Why Killers of the Flower Moon’s 7-Year Development Actually Helped The Movie Explained By Martin Scorsese

Why Killers of the Flower Moon’s 7-Year Development Actually Helped The Movie Explained By Martin Scorsese

Legendary filmmaker Martin Scorsese explains how Killers of the Flower Moon‘s seven years of development ended up helping the movie. Produced and directed by Martin Scorsese, this epic revisionist Western crime drama, which is based on David Grann’s 2017 book of the same name, follows members of the Midwestern Osage nation in the United States who were mistreated and murdered under mystifying circumstances, sparking a major FBI investigation. The movie features a brilliant ensemble cast led by Leonardo DiCaprio, Robert De Niro, and Lily Gladstone and also includes names like Tantoo Cardinal, Brendan Fraser, Jesse Plemons, and John Lithgow.

Following the recent release of Killers of The Flower Moon, Scorsese spoke to IndieWire, explaining that the movie’s seven years of development timeline was ultimately very helpful for the movie as a whole. The award-winning director further explained that the idea he initially had for the movie a couple of years ago changed a lot over time, and the extended period of production allowed for them to figure things out and take the movie in a new direction that he was more inclined to explore.

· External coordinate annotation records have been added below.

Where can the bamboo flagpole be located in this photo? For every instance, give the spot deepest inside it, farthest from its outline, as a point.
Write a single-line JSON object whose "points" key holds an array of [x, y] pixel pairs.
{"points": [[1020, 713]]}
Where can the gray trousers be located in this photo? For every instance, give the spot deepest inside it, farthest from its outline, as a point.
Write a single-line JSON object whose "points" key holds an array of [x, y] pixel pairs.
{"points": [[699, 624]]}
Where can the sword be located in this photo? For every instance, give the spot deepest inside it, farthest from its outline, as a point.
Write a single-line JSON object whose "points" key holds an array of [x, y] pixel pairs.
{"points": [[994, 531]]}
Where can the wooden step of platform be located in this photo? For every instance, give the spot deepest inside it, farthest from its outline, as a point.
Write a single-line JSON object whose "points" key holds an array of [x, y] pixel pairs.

Read his full comment below:

We would have found ourselves at that juncture where we realized that the path we were taking was something that we weren’t going to do. And I don’t think the picture would have been made, between myself and Leo. Yeah, because [Leo is] the main thing for me, meaning, which character is he going to play? Would I have enjoyed the Texas Rangers in the past? Yes, I would have, but not at my age now. If it was me, 20 or 25 years ago, I’d say, “Yeah, let’s do a foray into the American West, from the European American’s point of view.” That doesn’t mean it has to be hagiographic for them in any way, or revisionist; it’s an honest look at it. But over the years, that’s changed. And so it changed a great deal from the early ’70s, when I was 29, 30 years old, and began to realize that the Western the way I imagined it from the beautiful, extraordinary films made by the Hollywood studios in the ’40s and ’50s had been designed with a certain philosophy and political point of view.”

Martin Scorsese Has Historically Taken His Time When Developing Movies

Why Killers of the Flower Moon’s 7-Year Development Actually Helped The Movie Explained By Martin Scorsese

Over the last couple of decades, Martin Scorsese has established himself as one of the most prominent figures of the New Hollywood era. Since he made his directorial debut in 1967 with the intense and extremely sincere Who’s That Knocking at My Door, the 80-year-old filmmaker has directed 26 full-length films and 16 full-length documentary films, winning many notable awards for these feature films and documentaries and becoming one of the most influential filmmakers of his generation in the process.

Historically, Scorsese likes to take his time when developing his movies, taking the better part of a decade, or sometimes even more, to fully conceptualize and produce some of his most popular and revered works. For instance, The Irishman, the movie that preceded Killers of The Flower Moon, reportedly started its development phase in 2007 and the film wasn’t released until 2019.

Silence, another one of Scorsese’s more recent works, which is based on Japanese author Shūsaku Endo’s 1966 novel of the same name, reportedly took a staggering 25 years to develop, finally premiering in 2016, after this “passion project” had been in development since 1990. Seeing as Scorsese is quite inclined to take several years to see his ideas come to life, it comes as no surprise that his latest work took seven years to develop, and evidenced by Killers of The Flower Moon’s rave reviews, it was definitely worth the wait.